There are several Forestry Commission sites nearby,wild camping may be risky due to the patrols set up to deter Hedge bumpers. There is a lorry park off Quay rd, between East docks and west docks and loads of Tesco stores.
I would think that your nearest F/comm site would be on the old road towards Lyndhurst from S/Ton,it is just after going past a pub with "Cheese?" in the name and then over a bridge and its on your left?. Spend some time there if you can,it is a magical area.
Ted.
PS. There is a service area just before you turn off the M27 for S/ton docks,you could try there at a push.


----------



## bognormike (May 10, 2005)

yes, easy enough at Forestry sites. Then down to Royal Victoria Country Park at Netley where you can park up by the waterside, or in the park and wave off the cruise ships 8) (no overnighting allowed there). You might be lucky and belong to one of the clubs that have rallies at the rally field in RVCP :wink: 

jented means the Ashurst site I think?


----------



## Jented (Jan 12, 2010)

Hi.
Bognormike could be right,just remembered no dogs?. Before we moved down there,we used to stay at Matley wood,a little gem of a site,water/loo empty point,get your tickets from Denny Wood,about a three minute walk across the road,if your late,get it in the morning. Out of S/ton on old Lyndhurst road,come int Lyndhurst 30 limit,next left,signed Beaulieu,up past the cricket ground(Area!)it levels out,take care as you come on the entrance lane very quickly,just two posts at the end of a track,go down there 100+yds,and pick your spot.Close to S/ton,but a very nice forest spot.

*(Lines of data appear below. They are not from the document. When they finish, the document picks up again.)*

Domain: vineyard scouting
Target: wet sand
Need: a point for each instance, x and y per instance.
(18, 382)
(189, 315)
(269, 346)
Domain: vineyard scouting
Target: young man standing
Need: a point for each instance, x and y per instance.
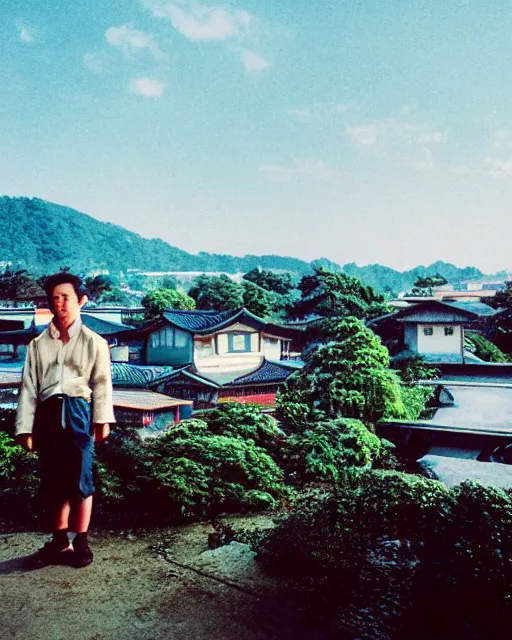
(65, 406)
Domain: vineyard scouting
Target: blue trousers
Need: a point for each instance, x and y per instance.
(65, 446)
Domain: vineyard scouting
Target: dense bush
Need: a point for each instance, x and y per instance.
(241, 420)
(189, 472)
(484, 349)
(18, 482)
(325, 451)
(413, 367)
(456, 544)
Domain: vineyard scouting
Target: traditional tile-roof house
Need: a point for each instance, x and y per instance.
(148, 412)
(435, 329)
(258, 386)
(215, 355)
(226, 340)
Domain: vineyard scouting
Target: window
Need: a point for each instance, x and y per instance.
(238, 342)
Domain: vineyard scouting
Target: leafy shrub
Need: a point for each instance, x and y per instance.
(484, 349)
(241, 421)
(18, 482)
(325, 451)
(415, 399)
(455, 546)
(413, 367)
(189, 472)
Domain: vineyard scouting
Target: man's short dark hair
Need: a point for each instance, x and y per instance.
(64, 278)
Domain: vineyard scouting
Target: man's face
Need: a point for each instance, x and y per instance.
(65, 304)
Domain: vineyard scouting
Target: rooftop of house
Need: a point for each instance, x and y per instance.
(103, 327)
(464, 311)
(144, 400)
(200, 322)
(139, 376)
(267, 372)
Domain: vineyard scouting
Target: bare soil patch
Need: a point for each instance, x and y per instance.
(148, 585)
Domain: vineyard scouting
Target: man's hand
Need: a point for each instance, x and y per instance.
(25, 441)
(101, 432)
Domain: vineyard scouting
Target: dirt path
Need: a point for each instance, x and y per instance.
(131, 592)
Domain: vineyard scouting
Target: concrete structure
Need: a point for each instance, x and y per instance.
(435, 329)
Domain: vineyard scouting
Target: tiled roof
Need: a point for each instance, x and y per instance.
(132, 375)
(469, 310)
(451, 358)
(103, 327)
(199, 321)
(10, 379)
(143, 400)
(479, 308)
(268, 372)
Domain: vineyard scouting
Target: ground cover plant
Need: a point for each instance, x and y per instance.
(195, 470)
(419, 558)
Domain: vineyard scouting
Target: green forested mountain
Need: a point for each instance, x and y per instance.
(41, 237)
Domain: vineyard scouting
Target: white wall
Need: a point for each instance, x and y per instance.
(272, 348)
(439, 342)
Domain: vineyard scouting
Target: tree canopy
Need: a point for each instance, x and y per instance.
(347, 377)
(424, 286)
(335, 294)
(158, 300)
(277, 282)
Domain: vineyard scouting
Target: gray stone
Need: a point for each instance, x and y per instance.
(453, 471)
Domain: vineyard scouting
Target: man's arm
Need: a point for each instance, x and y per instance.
(101, 385)
(27, 401)
(101, 432)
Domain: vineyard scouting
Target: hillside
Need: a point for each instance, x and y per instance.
(41, 237)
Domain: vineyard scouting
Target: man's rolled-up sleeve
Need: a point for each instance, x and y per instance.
(101, 385)
(28, 394)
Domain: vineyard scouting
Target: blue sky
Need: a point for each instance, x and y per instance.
(359, 130)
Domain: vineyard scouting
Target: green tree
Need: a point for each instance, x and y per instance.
(347, 377)
(258, 300)
(159, 300)
(18, 285)
(330, 294)
(277, 282)
(97, 286)
(216, 293)
(424, 286)
(500, 332)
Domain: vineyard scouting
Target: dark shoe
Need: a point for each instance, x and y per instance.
(82, 557)
(49, 554)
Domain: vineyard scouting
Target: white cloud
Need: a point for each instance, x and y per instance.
(498, 167)
(393, 130)
(364, 134)
(501, 139)
(131, 40)
(25, 32)
(95, 62)
(201, 22)
(147, 87)
(317, 111)
(301, 168)
(301, 114)
(252, 61)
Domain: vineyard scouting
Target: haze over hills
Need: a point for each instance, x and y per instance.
(42, 237)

If your into walking,drive towards B/lieu from the site,past B/lieu Stn/Pony sale yard,then on your right is a car park,"Pig Bush",park,walk doen off the car park and follow the stream a little much,one afternoon on walking back to the motor,turned to look back down over the hollow,ponies grazing,the sun caught the tail of a pony and as it swished the colours just took your breath away,remember it forever,have fun.
Gearjammer


----------



## Codfinger (Jan 11, 2008)

Big lay-by on old road from J1 M27 Cadnam towards soton on left used by a few trucks too


----------